E essas consequências afectam tanto o alienante do bem como o seu adquirente, pois para além das consequências imediatas em sede de IMT e IMI, obrigam a ajustamentos fiscais no âmbito dos impostos sobre o rendimento das pessoas colectivas.

Na verdade, o artigo 58º-A do CIRC (a que corresponde o actual artigo 64º após a republicação do Código operada pelo Dec.

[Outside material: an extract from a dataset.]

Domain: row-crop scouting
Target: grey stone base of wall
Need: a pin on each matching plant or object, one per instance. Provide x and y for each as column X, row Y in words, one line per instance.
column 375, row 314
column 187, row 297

Lei nº 159/2009, de 13.07) dispõe do seguinte modo:

1 - Os alienantes e adquirentes de direitos reais sobre bens imóveis devem adoptar, para efeitos da determinação do lucro tributável nos termos do presente Código, valores normais de mercado que não poderão ser inferiores aos valores patrimoniais tributários definitivos que serviram de base à liquidação do imposto municipal sobre as transmissões onerosas de imóveis (IMT) ou que serviriam no caso de não haver lugar à liquidação deste imposto.
2 - Sempre que, nas transmissões onerosas previstas no número anterior, o valor constante do contrato seja inferior ao valor patrimonial tributário definitivo do imóvel, é este o valor a considerar pelo alienante e adquirente, para determinação do lucro tributável.
3 - Para aplicação do disposto no número anterior:
a) O sujeito passivo alienante deve efectuar uma correcção, na declaração de rendimentos do exercício a que é imputável o proveito obtido com a operação de transmissão, correspondente à diferença positiva entre o valor patrimonial tributário definitivo do imóvel e o valor constante do contrato; (nosso sublinhado)
b) O sujeito passivo adquirente, desde que registe contabilisticamente o imóvel pelo seu valor patrimonial tributário definitivo, deve tomar tal valor para a base de cálculo das reintegrações e para a determinação de qualquer resultado tributável em IRC relativamente ao mesmo imóvel.
4 - Se o valor patrimonial tributário definitivo do imóvel não estiver determinado até ao final do prazo estabelecido para a entrega da declaração do exercício a que respeita a transmissão, os sujeitos passivos devem entregar a declaração de substituição durante o mês de Janeiro do ano seguinte àquele em que os valores patrimoniais tributários se tornaram definitivos. (nosso sublinhado)
5 - Relativamente ao adquirente, o disposto no número anterior não é aplicável quando se trate de correcção ao valor das reintegrações do imóvel, caso em que as relativas a exercícios anteriores serão consideradas como custo do exercício em que o valor patrimonial tributário se tornar definitivo.
6 - O disposto no presente artigo não afasta a possibilidade de a Direcção-Geral dos Impostos proceder, nos termos previstos na lei, a correcções ao lucro tributável sempre que disponha de elementos que comprovem que o preço efectivamente praticado na transmissão foi superior ao valor considerado.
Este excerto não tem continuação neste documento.